Google’s Helpouts is an innovation worthy of consideration by licensed professionals when best practices are taken into account. Those practices may require responsible professionals to exclude offering service-by-the-minute, depending on the services they are qualified to offer and populations they serve.
Google’s new service appears to offer high-definition video connectivity, HIPAA compliance and a ready bank of consumers who need professional care from a number of U.S. states. (For a more detailed description of Helpots and what it offers, see Google Steps into Mental Health with “Helpouts.”) It’s role is basically the same as that of any telephone company, that is, connecting parties. The parties being connected in Google’s new service are health care professionals and consumers. Helpouts, of course, offers a whole lot more than an audio service.
As can be expected from Google, Helpouts delivers their technical services quite well. The system is easy-to-use, visually appealing and affordable for both the professional and consumers. Both parties can expect reliability, good audio and good video capacity, even in rural or frontier areas.
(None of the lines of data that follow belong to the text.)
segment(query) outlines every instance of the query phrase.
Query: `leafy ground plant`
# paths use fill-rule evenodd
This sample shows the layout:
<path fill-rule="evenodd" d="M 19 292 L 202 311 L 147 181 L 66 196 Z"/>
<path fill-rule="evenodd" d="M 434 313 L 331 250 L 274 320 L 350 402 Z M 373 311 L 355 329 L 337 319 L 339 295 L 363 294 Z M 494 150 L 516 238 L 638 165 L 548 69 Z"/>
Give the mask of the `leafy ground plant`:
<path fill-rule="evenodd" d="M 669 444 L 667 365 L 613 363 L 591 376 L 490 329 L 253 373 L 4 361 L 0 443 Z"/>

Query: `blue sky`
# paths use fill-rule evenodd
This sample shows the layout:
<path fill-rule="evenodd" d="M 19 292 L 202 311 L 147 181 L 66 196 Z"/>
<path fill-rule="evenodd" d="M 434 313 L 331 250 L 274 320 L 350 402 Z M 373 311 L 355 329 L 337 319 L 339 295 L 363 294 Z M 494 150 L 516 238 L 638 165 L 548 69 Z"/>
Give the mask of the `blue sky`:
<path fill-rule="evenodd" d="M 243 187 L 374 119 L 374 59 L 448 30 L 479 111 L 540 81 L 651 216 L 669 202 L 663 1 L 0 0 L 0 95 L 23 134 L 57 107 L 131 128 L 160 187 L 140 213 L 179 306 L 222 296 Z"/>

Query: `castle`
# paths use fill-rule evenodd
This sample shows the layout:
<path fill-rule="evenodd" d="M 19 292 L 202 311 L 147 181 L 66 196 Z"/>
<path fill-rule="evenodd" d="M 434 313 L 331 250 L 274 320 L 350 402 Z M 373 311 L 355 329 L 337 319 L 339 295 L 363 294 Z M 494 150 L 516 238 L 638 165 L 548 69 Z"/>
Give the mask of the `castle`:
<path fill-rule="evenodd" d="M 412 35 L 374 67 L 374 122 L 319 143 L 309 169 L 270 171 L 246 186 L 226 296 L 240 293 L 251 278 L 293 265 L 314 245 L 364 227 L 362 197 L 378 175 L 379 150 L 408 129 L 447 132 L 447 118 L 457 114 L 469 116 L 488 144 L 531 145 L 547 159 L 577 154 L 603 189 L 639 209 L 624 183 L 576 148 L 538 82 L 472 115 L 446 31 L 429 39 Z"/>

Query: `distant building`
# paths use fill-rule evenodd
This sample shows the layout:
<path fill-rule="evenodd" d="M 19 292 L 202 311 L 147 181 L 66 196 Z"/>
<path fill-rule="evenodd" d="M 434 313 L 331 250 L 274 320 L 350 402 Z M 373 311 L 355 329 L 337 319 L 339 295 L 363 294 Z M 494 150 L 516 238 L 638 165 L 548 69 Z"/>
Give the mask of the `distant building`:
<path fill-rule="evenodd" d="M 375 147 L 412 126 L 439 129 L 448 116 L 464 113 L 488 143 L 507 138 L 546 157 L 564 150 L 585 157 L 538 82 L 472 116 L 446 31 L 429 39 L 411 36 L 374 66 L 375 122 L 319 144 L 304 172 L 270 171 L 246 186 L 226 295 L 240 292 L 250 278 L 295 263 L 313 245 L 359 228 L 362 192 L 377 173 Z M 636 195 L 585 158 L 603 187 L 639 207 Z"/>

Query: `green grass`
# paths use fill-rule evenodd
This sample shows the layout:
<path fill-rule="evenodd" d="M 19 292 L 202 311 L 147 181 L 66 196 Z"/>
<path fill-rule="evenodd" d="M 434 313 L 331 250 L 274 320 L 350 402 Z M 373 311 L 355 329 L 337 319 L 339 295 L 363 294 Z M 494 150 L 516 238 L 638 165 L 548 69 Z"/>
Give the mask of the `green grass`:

In many ways, Helpouts is a serious threat to many video platform companies that have been evolving within telehealth.
As is evident at the time of the writing of this article, Helpouts offers service both through a large medical group and from individual practitioners. Therein lies an often unaddressed problem. While larger groups have already approached their healthcare services with teams of attorneys and managers who structure their services according to legal and ethical mandates, independent practitioners who sell services online do not enjoy those same structures or the safeguards they provide.
When working as part of a group, professionals are trained and required to comply with all necessary standards. Independent practitioners are not,m and often have not had the benefit of legal counsel to help them minimize risk; access information about the consumer whenever needed through a medical office’s database; have referral systems built into local communities to help handle emergencies, or be credentialed ahead of time to make sure they will be reimbursed for their time and efforts.
Independent practitioners offering their services through any type of technology in the absence of an in-person assessment or other skills and tools that compensate for the differences between in-person and video-based care. In short, they may not have adequate data about their consumers to offer professional services. Their video-based assessment might be adequate the majority of the time, but in some of the more complex cases, they might not be able to gather as much crucial information about a client/patient than if they were conducting an in-person assessment.
Online clinicians may or may not have had the exposure to the evidence-base or training to understand the palpable differences between offering services as part of a group and offering them independently online, connecting to unknown, undocumented consumers without standard processes afforded by intake, informed consent, documentation requirements, emergency backup, etc. They may not know how technically sophisticated their clients are, or are not.
On the other hand, technology and free enterprise wait for no one. Many companies are beginning to see problems they can remediate in health care. Their response is predictable: they assess, innovate and implement solutions. How licensed professionals adapt to the challenges offered by the advanced technologies such a Google’s Helpouts is a professional issue and not a technical one.